Brian Michael Bendis and Brian Reed (W)/Jim Cheung (A)


• As this issue’s Illuminati meeting begins, Dr. Strange notes that his lover, Clea, has left him. Everyone around the table discusses similar “women problems.”
• Reed mentions that he’s had a disconnection with his wife Sue lately, and off-handedly mentions that she might be seeing Namor. Namor takes issue with this accusation and reminds Reed that he should always cherish his wife and family.
• The Illuminati try to convince Noh-Varr, a young Kree agent codenamed Marvel Boy and bent on conquering Earth but currently imprisoned in S.H.I.E.L.D.’s ultra-high security prison the Cube, to become the new heir to the Captain Marvel legacy. They leave Marvel Boy alone to think their offer over.
• In an epilogue, Reed resolves to spend more time with his family and wife.

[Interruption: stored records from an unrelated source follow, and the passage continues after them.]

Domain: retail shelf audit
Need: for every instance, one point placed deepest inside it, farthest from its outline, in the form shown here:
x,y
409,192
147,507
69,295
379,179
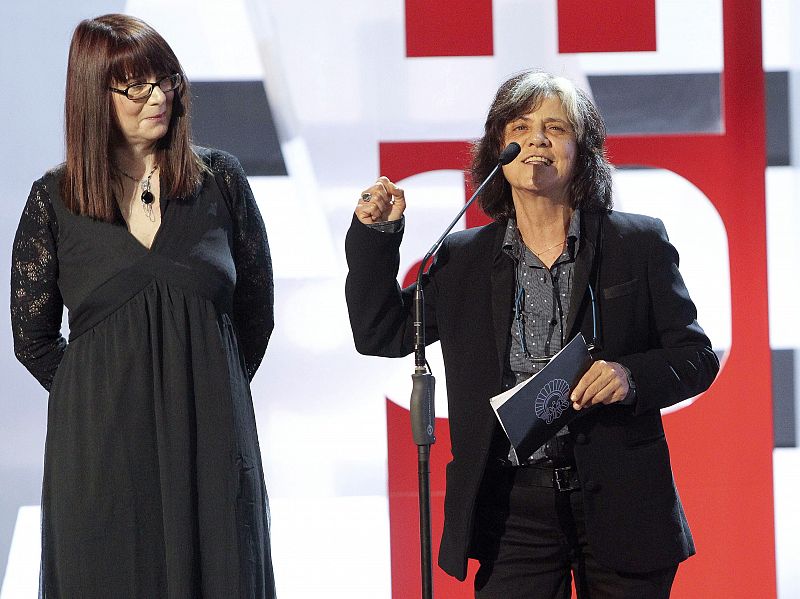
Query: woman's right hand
x,y
380,203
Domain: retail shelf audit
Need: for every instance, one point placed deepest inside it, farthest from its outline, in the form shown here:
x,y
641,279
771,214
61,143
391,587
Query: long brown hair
x,y
117,48
590,188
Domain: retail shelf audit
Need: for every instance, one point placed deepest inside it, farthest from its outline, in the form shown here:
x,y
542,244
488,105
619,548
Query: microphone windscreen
x,y
508,154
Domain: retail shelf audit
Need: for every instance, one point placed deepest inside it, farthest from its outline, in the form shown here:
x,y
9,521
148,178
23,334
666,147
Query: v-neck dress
x,y
153,485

Normally when a hero doesn’t even remember their scores of team-ups with loveable D-list characters, we’d say Skrull, but this example of poor social skills tends to be par for the course for absent-minded professor Reed Richards.


Being an unmarried millionaire playboy with a suit of armor that makes you one of the world’s greatest superheroes has got to make it hard to get chicks. So when Tony Stark complains that he’d rather be married so he could get the proverbial milk on demand if not for free, mutant psychic Professor X has to inform him of the humor that the mute king (and married guy) of the Inhumans finds in that statement.


Something tells me that if belt buckles with slogans were fashionable under the sea, Namor’s would be all like, “DON’T MESS WITH ATLANTIS.” Seriously, nigh-invulnerable alien invader Marvel Boy probably had it coming and maybe didn’t even feel this, but is this really the best way to make friends, Namor? Someone should probably re-take kindergarten.